Huang Rui Xuan, Siriwanna Damrongrat, Cho William C, Wan Tsz Kin, Du Yan Rong, Bennett Adam N, He Qian Echo, Liu Jun Dong, Huang Xiao Tai, Chan Kei Hang Katie
>Department of Electrical Engineering, City University of Hong Kong, Hong Kong, China.
>Department of Biomedical Sciences, City University of Hong Kong, Hong Kong, China.
Front Pharmacol. 2022 Aug 23;13:936758. doi: 10.3389/fphar.2022.936758. eCollection 2022.
Lung cancer is the leading cause of cancer deaths globally, and lung adenocarcinoma (LUAD) is the most common type of lung cancer. Gene dysregulation plays an essential role in the development of LUAD. Drug repositioning based on associations between drug target genes and LUAD target genes are useful to discover potential new drugs for the treatment of LUAD, while also reducing the monetary and time costs of new drug discovery and development. Here, we developed a pipeline based on machine learning to predict potential LUAD-related target genes through established graph attention networks (GATs). We then predicted potential drugs for the treatment of LUAD through gene coincidence-based and gene network distance-based methods. Using data from 535 LUAD tissue samples and 59 precancerous tissue samples from The Cancer Genome Atlas, 48,597 genes were identified and used for the prediction model building of the GAT. The GAT model achieved good predictive performance, with an area under the receiver operating characteristic curve of 0.90. 1,597 potential LUAD-related genes were identified from the GAT model. These LUAD-related genes were then used for drug repositioning. The gene overlap and network distance with the target genes were calculated for 3,070 drugs and 672 preclinical compounds approved by the US Food and Drug Administration. At which, bromoethylamine was predicted as a novel potential preclinical compound for the treatment of LUAD, and cimetidine and benzbromarone were predicted as potential therapeutic drugs for LUAD. The pipeline established in this study presents new approach for developing targeted therapies for LUAD.

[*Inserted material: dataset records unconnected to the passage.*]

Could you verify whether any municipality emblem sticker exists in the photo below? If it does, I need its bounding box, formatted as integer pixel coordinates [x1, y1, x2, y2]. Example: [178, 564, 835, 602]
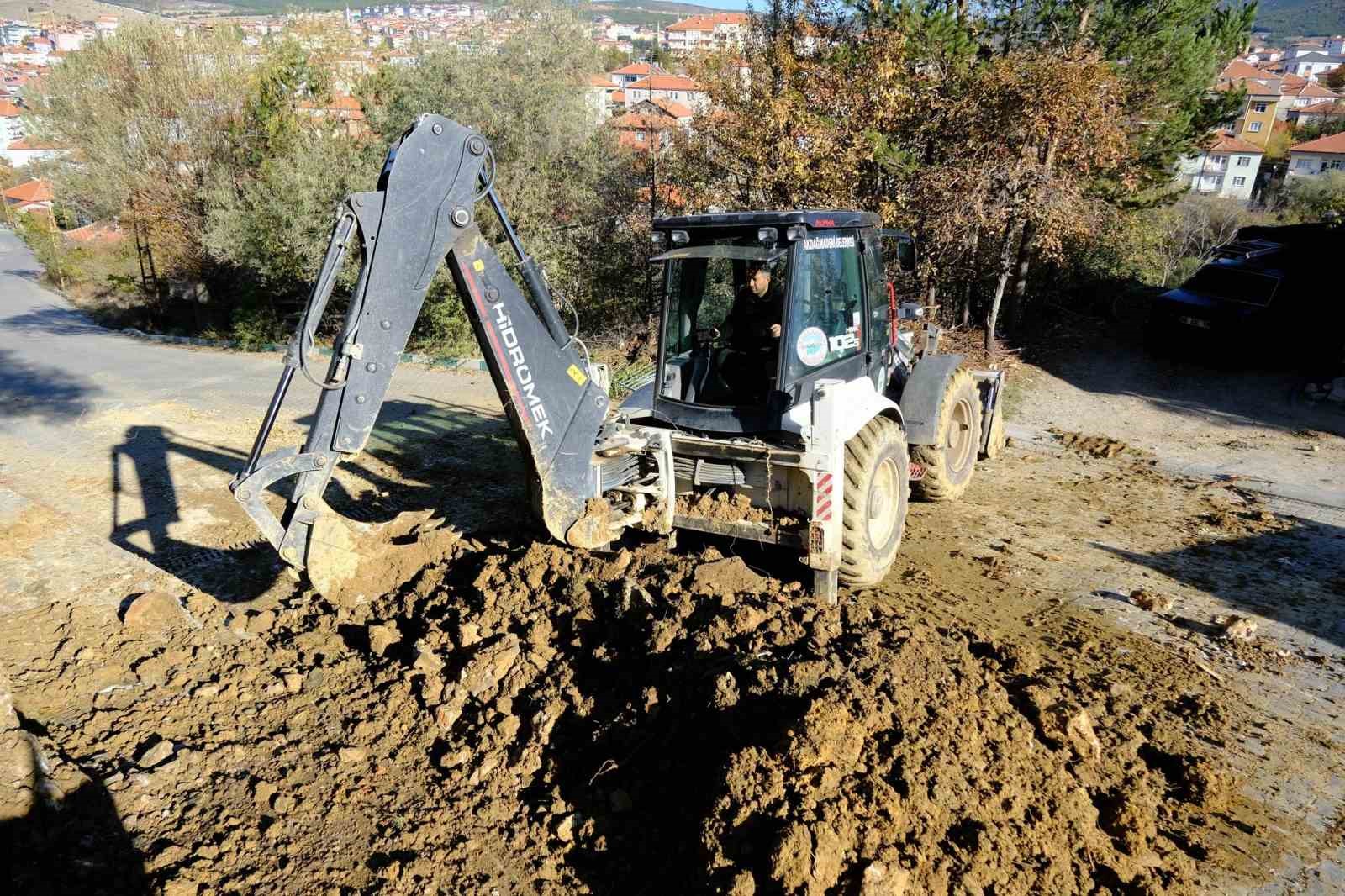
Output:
[794, 327, 827, 367]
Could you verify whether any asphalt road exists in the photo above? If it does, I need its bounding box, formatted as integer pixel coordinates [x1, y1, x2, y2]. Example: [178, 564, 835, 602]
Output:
[0, 229, 500, 609]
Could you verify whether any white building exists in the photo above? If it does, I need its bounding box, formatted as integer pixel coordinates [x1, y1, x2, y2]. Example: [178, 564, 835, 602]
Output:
[0, 137, 67, 168]
[0, 99, 25, 146]
[1177, 133, 1266, 202]
[664, 12, 748, 52]
[625, 76, 710, 112]
[1289, 130, 1345, 177]
[1284, 50, 1345, 79]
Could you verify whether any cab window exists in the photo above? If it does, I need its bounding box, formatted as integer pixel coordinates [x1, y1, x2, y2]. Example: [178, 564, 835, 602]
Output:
[785, 230, 863, 381]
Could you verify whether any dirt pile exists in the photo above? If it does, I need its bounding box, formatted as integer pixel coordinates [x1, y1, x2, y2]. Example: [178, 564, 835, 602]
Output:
[675, 491, 803, 529]
[5, 527, 1258, 896]
[1047, 430, 1132, 457]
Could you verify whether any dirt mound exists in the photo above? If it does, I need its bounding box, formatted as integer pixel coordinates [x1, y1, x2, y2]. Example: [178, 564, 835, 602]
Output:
[9, 527, 1258, 896]
[1047, 430, 1131, 457]
[675, 491, 803, 529]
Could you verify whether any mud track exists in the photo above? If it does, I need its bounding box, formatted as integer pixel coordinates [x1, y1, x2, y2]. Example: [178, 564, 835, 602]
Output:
[3, 435, 1330, 896]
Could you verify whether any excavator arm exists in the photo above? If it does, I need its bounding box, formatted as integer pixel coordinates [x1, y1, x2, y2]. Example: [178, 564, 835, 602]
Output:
[230, 114, 671, 582]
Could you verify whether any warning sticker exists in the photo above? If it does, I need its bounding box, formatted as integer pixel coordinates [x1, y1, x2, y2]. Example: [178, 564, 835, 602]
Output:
[803, 237, 854, 251]
[794, 327, 827, 367]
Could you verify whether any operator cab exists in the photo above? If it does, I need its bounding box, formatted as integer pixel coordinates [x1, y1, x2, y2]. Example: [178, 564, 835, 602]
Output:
[628, 211, 915, 433]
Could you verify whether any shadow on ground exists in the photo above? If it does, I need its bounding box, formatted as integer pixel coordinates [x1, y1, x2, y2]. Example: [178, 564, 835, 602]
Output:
[1096, 511, 1345, 648]
[109, 397, 531, 603]
[1025, 319, 1345, 436]
[0, 305, 108, 336]
[0, 349, 97, 423]
[0, 737, 153, 896]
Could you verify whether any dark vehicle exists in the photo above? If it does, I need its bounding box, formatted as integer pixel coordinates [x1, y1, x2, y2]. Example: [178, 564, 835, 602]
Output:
[1147, 224, 1345, 365]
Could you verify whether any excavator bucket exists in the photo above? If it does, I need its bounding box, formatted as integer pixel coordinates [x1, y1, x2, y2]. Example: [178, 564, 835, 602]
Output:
[230, 114, 615, 593]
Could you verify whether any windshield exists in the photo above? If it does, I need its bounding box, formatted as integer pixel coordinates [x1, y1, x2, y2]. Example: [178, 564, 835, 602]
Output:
[1182, 265, 1279, 305]
[655, 230, 789, 406]
[787, 230, 863, 382]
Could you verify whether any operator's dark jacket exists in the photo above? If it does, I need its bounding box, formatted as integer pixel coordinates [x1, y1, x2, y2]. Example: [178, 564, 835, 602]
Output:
[725, 287, 784, 352]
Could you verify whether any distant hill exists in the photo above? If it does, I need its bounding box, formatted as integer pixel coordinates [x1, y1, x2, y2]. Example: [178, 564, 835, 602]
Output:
[101, 0, 742, 24]
[1256, 0, 1345, 39]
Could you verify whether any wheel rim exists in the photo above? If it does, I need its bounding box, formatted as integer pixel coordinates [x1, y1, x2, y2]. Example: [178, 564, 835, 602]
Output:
[948, 398, 975, 472]
[868, 457, 899, 549]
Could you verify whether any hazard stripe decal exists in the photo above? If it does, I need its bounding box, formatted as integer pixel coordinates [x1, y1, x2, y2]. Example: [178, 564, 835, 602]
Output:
[812, 473, 831, 522]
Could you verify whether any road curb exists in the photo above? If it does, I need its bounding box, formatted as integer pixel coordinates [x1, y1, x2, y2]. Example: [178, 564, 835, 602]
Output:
[119, 327, 486, 370]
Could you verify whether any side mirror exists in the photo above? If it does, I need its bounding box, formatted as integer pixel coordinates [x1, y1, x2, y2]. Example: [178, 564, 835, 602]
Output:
[879, 230, 916, 273]
[897, 235, 916, 273]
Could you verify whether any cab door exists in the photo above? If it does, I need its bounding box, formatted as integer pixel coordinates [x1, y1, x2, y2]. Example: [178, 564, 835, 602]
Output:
[859, 228, 896, 393]
[780, 229, 868, 406]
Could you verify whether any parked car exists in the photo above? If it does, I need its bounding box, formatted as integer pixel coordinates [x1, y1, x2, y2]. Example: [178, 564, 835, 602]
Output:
[1147, 224, 1345, 365]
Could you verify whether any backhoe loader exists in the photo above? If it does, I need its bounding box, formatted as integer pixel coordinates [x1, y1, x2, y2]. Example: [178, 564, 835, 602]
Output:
[230, 114, 1002, 601]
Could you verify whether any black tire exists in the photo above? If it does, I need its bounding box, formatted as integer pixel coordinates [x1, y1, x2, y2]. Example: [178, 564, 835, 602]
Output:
[910, 370, 980, 500]
[839, 417, 910, 585]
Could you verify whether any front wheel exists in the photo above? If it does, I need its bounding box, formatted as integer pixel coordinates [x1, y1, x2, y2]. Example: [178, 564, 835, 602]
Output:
[910, 370, 980, 500]
[839, 417, 910, 585]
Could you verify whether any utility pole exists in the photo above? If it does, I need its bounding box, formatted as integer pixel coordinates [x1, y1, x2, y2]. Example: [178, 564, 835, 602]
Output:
[644, 114, 657, 317]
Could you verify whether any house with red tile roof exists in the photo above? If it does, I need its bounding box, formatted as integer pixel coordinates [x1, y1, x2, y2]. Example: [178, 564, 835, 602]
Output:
[0, 137, 69, 168]
[1289, 99, 1345, 128]
[664, 12, 749, 52]
[610, 99, 691, 150]
[1289, 130, 1345, 177]
[0, 99, 24, 144]
[61, 220, 126, 246]
[607, 62, 667, 87]
[4, 180, 52, 213]
[625, 76, 710, 112]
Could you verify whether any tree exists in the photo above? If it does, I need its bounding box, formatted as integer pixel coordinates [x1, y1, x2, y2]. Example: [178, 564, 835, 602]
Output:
[24, 23, 251, 276]
[1284, 171, 1345, 222]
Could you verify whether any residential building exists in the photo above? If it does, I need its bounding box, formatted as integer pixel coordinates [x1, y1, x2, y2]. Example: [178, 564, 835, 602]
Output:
[612, 103, 681, 152]
[608, 62, 667, 87]
[0, 137, 66, 168]
[0, 99, 24, 145]
[664, 12, 748, 52]
[298, 92, 368, 137]
[4, 180, 52, 213]
[61, 220, 126, 246]
[1289, 99, 1345, 128]
[583, 76, 617, 124]
[1284, 50, 1345, 78]
[1226, 76, 1280, 150]
[1289, 130, 1345, 177]
[1177, 132, 1264, 202]
[625, 76, 710, 112]
[1286, 81, 1341, 108]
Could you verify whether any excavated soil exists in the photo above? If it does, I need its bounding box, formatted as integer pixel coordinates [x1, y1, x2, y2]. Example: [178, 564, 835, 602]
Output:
[8, 435, 1345, 896]
[675, 491, 803, 529]
[8, 540, 1291, 896]
[1047, 430, 1130, 457]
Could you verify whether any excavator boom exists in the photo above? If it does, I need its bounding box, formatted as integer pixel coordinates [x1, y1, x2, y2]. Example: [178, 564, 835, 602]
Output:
[230, 114, 624, 583]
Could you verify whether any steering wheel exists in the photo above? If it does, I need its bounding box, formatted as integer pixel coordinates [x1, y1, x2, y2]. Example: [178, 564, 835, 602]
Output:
[695, 327, 728, 349]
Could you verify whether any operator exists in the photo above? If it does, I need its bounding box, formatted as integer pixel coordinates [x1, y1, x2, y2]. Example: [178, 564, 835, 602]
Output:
[724, 261, 784, 356]
[721, 261, 784, 401]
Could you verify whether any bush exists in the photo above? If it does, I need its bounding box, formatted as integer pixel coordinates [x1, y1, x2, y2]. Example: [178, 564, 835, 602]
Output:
[229, 305, 282, 351]
[1284, 171, 1345, 224]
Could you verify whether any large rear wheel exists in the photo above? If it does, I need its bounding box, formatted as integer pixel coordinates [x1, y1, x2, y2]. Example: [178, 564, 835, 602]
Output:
[910, 370, 980, 500]
[839, 417, 910, 585]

肺癌是全球癌症死亡的主要原因,而肺腺癌(LUAD)是最常见的肺癌类型。基因失调在LUAD的发展中起着至关重要的作用。基于药物靶基因与LUAD靶基因之间的关联进行药物重新定位,有助于发现治疗LUAD的潜在新药,同时还能降低新药研发的资金和时间成本。在此,我们开发了一种基于机器学习的流程,通过已建立的图注意力网络(GAT)预测潜在的LUAD相关靶基因。然后,我们通过基于基因巧合和基于基因网络距离的方法预测治疗LUAD的潜在药物。利用来自癌症基因组图谱的535个LUAD组织样本和59个癌前组织样本的数据,鉴定出48597个基因并用于GAT的预测模型构建。GAT模型取得了良好的预测性能,受试者工作特征曲线下面积为0.90。从GAT模型中鉴定出1597个潜在的LUAD相关基因。然后将这些LUAD相关基因用于药物重新定位。计算了美国食品药品监督管理局批准的3070种药物和672种临床前化合物与靶基因的基因重叠和网络距离。其中,溴乙胺被预测为一种治疗LUAD的新型潜在临床前化合物,西咪替丁和苯溴马隆被预测为LUAD的潜在治疗药物。本研究建立的流程为开发LUAD的靶向治疗提供了新方法。